LabelEncoder instance is not fitted yet - python-3.x

I have a code for prediction of unseen data in a sentence classification task.
The code is
from sklearn.preprocessing import LabelEncoder
maxlen = 1152
### PREDICT NEW UNSEEN DATA ###
tokenizer = Tokenizer()
label_enc = LabelEncoder()
X_test = ['this is boring', 'wow i like this you did a great job']
X_test = tokenizer.texts_to_sequences(X_test)
X_test = sequence.pad_sequences(X_test, maxlen=maxlen)

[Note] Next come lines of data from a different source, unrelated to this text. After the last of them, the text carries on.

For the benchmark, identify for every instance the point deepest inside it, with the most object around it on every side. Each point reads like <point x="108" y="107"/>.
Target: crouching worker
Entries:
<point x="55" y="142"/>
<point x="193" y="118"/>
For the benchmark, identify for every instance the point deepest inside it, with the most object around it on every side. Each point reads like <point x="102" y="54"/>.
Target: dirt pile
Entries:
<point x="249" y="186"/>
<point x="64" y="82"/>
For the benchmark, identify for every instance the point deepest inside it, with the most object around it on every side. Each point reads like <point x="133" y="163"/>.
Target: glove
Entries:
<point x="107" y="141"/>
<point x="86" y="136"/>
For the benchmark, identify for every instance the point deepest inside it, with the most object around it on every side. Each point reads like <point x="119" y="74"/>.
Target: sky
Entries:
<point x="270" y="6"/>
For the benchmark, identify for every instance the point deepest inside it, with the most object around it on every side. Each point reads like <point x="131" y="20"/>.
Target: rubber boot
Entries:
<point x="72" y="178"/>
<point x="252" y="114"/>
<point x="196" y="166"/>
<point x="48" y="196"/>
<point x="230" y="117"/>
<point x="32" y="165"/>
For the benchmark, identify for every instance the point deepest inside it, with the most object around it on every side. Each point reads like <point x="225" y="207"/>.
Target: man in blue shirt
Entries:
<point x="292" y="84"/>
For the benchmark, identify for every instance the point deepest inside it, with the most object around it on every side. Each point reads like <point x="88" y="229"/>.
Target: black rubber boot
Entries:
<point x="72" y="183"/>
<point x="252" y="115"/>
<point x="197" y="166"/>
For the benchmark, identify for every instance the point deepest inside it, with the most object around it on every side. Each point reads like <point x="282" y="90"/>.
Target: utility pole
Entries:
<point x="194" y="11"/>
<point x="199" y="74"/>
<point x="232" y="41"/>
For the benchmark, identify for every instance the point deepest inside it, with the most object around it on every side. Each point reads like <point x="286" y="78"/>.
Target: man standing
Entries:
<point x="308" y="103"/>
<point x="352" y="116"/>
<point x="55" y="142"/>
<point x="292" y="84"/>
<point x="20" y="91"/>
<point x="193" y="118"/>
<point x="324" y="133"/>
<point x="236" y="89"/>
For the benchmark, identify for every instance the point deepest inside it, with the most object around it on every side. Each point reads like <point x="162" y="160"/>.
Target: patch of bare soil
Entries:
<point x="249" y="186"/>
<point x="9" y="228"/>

a = (model.predict(X_test)>0.5).astype(int).ravel()
print(a)
reverse_pred = label_enc.inverse_transform(a.ravel())
print(reverse_pred)
But I am getting this error
[1 1]
---------------------------------------------------------------------------
NotFittedError Traceback (most recent call last)
<ipython-input-33-7e12dbe8aec1> in <module>()
39 print(a)
40
---> 41 reverse_pred = label_enc.inverse_transform(a.ravel())
42 print(reverse_pred)
1 frames
/usr/local/lib/python3.6/dist-packages/sklearn/utils/validation.py in check_is_fitted(estimator, attributes, msg, all_or_any)
965
966 if not attrs:
--> 967 raise NotFittedError(msg % {'name': type(estimator).__name__})
968
969
NotFittedError: This LabelEncoder instance is not fitted yet. Call 'fit' with appropriate arguments before using this estimator.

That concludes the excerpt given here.